I'll never forget turning on the news on a Friday and discovering the bank I had all my money in had closed their doors and been seized by the Feds. You guys won't remember this, but it's up there as one of the worst days of my entire life, thinking I had lost all my money because I was over the FDIC limit. I had to cart you into the bank with me that day to meet with a representative to file an FDIC claim to be reimbursed by the government for my money. If not for you children, who I had listed as my beneficiaries, which allowed me to claim an additional 100,000 dollars per person, I would have been out a sizable amount of my deposit.
It finally paid off, having all you children.
Many of our friends and their families lost all their money in first deed trusts after the banks started collapsing. If you learn anything from this, children, if it sounds too good to be true, it probably is. Don't be greedy. Stick with government-backed investments and don't get stupid.
After the banks collapsed, interest rates plummeted and your father and I were faced with a situation where our interest was no longer covering our bills.
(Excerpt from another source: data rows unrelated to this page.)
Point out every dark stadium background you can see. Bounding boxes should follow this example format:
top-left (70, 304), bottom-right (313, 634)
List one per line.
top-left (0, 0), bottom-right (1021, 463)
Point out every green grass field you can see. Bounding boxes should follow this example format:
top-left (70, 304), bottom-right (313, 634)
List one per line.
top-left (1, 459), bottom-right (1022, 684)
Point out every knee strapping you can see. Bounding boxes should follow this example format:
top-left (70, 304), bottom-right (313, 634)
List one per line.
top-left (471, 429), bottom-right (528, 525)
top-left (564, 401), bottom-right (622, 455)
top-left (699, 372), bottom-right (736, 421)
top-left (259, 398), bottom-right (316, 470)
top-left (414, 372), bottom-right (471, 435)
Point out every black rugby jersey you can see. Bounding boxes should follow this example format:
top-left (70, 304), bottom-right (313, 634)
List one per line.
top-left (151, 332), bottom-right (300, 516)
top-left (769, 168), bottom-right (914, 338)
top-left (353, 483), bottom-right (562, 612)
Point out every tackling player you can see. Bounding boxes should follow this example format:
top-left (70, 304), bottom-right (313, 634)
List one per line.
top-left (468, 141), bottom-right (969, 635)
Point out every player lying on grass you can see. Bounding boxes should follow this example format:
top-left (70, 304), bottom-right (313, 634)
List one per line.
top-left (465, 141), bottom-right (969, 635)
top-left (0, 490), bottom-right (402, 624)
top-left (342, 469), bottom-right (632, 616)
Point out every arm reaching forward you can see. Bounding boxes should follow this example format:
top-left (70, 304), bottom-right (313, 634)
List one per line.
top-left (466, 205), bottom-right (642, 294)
So we decided it was time to take advantage of the failed real estate market and buy foreclosures and substitute the rental money with the interest money.
In the heat of the foreclosure market, people started destroying their homes before the banks took them back and your Dad used this as a buying opportunity to invest in a property that could only be sold as a cash deal because the owners had ripped out the kitchen, bathrooms, and cut the circuit breakers to the house.
The foreclosure market ended up being a good deal for us because we hadn't taken advantage of purchasing at the high.
Your Dad and I were in cash when the stock market collapsed, but decided to buy-in when things hit rock bottom. We didn't freak out and go buy gold. We looked for buying opportunities in strong equities. Buy low, sell high, kids. Take advantage of the other people freaking out to buy low.
During the downturn in the stock market, I bought a stock called HAIN and have made a 167 percent return, to date, during the Great Recession.
Keep a calm head during financial panics, children, and don't follow the herd. Use the panic to your advantage.
So that brings us to now. Since the recession started, the stock market has rebounded. The economy is still in recovery in Las Vegas, we've "lost" the 350,000 in our house, but we're making an 8 percent return on our rental money, and we're doing okay. We've survived. We could have done a lot worse if we had jumped on the bandwagon and done what everyone else was doing prior to the bottom falling out, but your Dad has never been, and never will be, a follower.
I hope you learn something from him along the way because your mother would have bankrupted her mansion and be living in her luxury car if it weren't for him.
In summary, your Dad is the reason we survived the Great Recession in Las Vegas. I must give credit, where credit is due. If you were embarrassed in high school because your Dad came to get you in his old beater, I completely understand. Chin up, kids. At least you aren't living in the car.